Elle survient après d’acerbes critiques de l’Otan contre l’aide économique chinoise à Moscou. Mais surtout une semaine après que le président ukrainien Volodymyr Zelensky eut ouvert, pour la première fois, la porte à des pourparlers avec la Russie.

Il s’est dit favorable à la présence de Moscou à un futur sommet de paix.

Un premier avait été organisé mi-juin en Suisse, avec plusieurs dizaines de pays représentés. Mais la Russie n’avait pas été conviée et la Chine avait donc décidé de ne pas y participer, estimant qu’il n’avait aucune chance d’aboutir à des avancées.

Cessez le feu rapide

Interrogée mardi, une porte-parole de la diplomatie chinoise, Mao Ning, a indiqué que les échanges porteront notamment sur "a coopération sino-ukrainienne et d’autres questions d’intérêt commun".

"La Chine est toujours convaincue qu’un cessez-le-feu rapide et la recherche d’une solution politique sont dans l’intérêt commun de toutes les parties", a-t-elle indiqué lors d’un point presse régulier.

La Chine, qui partage avec la Russie la volonté de constituer un contrepoids à l’influence américaine, n’a jamais condamné l’invasion russe et accuse l’Otan de négliger les préoccupations de sécurité de Moscou.

Mais le géant asiatique a aussi appelé l’an passé, dans un document sur la guerre, au respect de l’intégrité territoriale de tous les Etats — donc de l’Ukraine.

La Chine plaide régulièrement pour l’arrêt des combats. Une position critiquée par les Occidentaux, lesquels estiment qu’elle revient à permettre à la Russie de consolider ses gains territoriaux en Ukraine.

Sanctions occidentales

Pour Kiev, quel rôle peut jouer Pékin ?

Dmytro Kouleba pourrait vouloir tenter de "convaincre la Chine qu’elle devrait participer à un second sommet de la paix", indique à l’AFP Alexander Gabuev, directeur du Centre Carnegie Russie Eurasie, centre de réflexion basé à Berlin.

Et "Pékin va peut-être essayer d’obtenir quelque chose en échange" estime-t-il.

La Chine avait posé ses conditions pour sa participation: un sommet doit selon elle "permettre la participation égale de toutes les parties" et une "discussion juste de tous les plans de paix"- y compris donc de la position russe.

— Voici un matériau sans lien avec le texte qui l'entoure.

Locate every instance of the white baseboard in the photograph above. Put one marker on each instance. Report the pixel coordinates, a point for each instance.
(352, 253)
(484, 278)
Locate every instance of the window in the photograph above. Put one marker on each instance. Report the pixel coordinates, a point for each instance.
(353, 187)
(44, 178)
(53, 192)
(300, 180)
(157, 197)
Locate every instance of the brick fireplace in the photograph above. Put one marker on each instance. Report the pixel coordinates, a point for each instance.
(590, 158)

Cette visite devrait être scrutée par Américains et Européens. Car la Chine offre à la Russie, visée par d’importantes sanctions occidentales, un soutien économique crucial.

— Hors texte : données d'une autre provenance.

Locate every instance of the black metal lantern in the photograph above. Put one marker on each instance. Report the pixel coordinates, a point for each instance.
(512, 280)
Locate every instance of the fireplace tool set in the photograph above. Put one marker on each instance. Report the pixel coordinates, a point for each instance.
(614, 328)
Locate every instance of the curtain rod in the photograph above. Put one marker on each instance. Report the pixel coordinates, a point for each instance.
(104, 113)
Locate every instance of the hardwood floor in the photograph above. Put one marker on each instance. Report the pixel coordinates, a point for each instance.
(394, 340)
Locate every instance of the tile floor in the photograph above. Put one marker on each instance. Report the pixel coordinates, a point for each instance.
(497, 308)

Les dirigeants des pays membres de l’Otan avaient d’ailleurs exprimé début juillet leurs "profondes préoccupations"vis-à-vis de cette aide.

Un enjeu de la visite de Dmytro Kouleba, selon Alexander Gabuev: Pékin pourrait "essayer de tirer parti de l’intérêt ukrainien pour un deuxième sommet"afin "d’essayer d’éviter" de nouvelles sanctions occidentales.